Methods based on Contrastive Language-Image Pre-training (CLIP) are nowadays extensively used in support of vision-and-language tasks involving remote sensing data, such as cross-modal retrieval. The adaptation of CLIP to this specific domain has relied on model fine-tuning with the standard contrastive objective, using existing human-labeled image-caption datasets, or using synthetic data corresponding to image-caption pairs derived from other annotations over remote sensing images (e.g., object classes). The use of different pre-training mechanisms has received less attention, and only a few exceptions have considered multilingual inputs. This work proposes a novel vision-and-language model for the remote sensing domain, exploring the fine-tuning of a multilingual CLIP model and testing the use of a self-supervised method based on aligning local and global representations from individual input images, together with the standard CLIP objective.
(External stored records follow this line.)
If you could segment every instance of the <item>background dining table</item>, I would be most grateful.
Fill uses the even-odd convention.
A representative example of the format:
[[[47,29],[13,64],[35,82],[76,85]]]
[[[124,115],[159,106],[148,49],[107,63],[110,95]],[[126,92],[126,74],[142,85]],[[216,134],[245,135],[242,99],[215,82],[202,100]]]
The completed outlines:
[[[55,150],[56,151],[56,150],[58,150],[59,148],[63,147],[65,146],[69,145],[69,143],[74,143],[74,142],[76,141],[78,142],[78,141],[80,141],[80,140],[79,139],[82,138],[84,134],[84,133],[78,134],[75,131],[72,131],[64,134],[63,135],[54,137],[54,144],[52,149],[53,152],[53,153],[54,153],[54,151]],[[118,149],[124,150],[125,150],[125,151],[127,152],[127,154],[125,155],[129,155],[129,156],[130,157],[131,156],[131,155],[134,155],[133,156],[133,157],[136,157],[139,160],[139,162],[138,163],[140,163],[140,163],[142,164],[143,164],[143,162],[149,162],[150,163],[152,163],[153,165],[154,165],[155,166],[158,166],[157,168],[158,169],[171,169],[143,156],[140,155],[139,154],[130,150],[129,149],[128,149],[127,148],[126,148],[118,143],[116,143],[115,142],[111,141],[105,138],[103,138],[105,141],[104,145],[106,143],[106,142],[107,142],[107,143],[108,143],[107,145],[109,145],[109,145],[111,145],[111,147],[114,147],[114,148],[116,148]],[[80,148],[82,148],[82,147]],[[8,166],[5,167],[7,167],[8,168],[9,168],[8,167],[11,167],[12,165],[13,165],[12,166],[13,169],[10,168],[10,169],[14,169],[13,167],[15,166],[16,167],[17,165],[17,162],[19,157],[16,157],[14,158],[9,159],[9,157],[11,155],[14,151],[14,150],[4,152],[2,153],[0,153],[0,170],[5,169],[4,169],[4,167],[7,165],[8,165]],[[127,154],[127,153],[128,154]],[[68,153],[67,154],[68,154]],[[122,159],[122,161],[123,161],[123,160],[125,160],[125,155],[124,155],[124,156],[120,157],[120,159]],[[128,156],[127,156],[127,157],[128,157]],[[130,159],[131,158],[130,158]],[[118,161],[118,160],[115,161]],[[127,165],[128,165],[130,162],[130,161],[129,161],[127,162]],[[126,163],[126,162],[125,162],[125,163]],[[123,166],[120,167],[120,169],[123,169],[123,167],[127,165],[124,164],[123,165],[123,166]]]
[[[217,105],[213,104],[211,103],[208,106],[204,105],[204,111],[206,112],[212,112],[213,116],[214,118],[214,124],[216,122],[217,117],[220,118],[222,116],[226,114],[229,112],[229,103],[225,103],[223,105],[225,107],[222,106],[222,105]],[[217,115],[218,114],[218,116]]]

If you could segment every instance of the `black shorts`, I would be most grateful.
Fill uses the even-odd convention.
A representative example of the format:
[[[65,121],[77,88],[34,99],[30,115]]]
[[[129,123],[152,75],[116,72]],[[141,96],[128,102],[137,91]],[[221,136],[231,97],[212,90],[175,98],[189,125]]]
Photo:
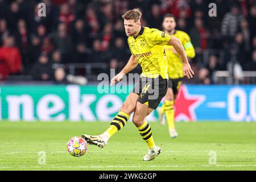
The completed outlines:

Model training relied on assembling pre-existing datasets of remote sensing images paired with English captions, followed by the use of automated machine translation into nine additional languages. We show that translated data is indeed helpful, e.g. improving performance also on English. Our resulting model, which we named Remote Sensing Multilingual CLIP (RS-M-CLIP), obtains state-of-the-art results in a variety of vision-and-language tasks, including cross-modal and multilingual image-text retrieval, or zero-shot image classification.

Paper Structure

This paper contains 26 sections, 7 equations, 5 figures, 6 tables.

Figures (5)

  • Figure 1: Overview of our method, where self-distillation is combined with contrastive learning to fine-tune a CLIP model using image-caption pairs from remote sensing datasets. Following DINO naeem2023silccaron2021emerging, local and global image crops are fed into student and teacher networks. Each network produces a probability distribution of size $K$, and the student learns to match the teacher's distribution using a cross-entropy loss, aligning local and global views. The student is updated via gradient updates, while the teacher is updated with an Exponential Moving Average (EMA). The standard CLIP loss for matching image-text pairs is also applied.
  • Figure 2: Zero-shot classification performance on the EuroSAT dataset, across different languages.
  • Figure 3: Examples for image retrieval, ordered by similarity, given different captions in English, Portuguese, and French.
  • Figure 4: Semantic masks obtained with the NACLIP hajimiri2024pay method from RS-M-CLIP and CLIP, across different scenes.
  • Figure 5: Examples of captions generated with an approach based on LMCap ramos2023lmcap, using an LLM for generating captions conditioned on retrieved examples obtained by RS-M-CLIP.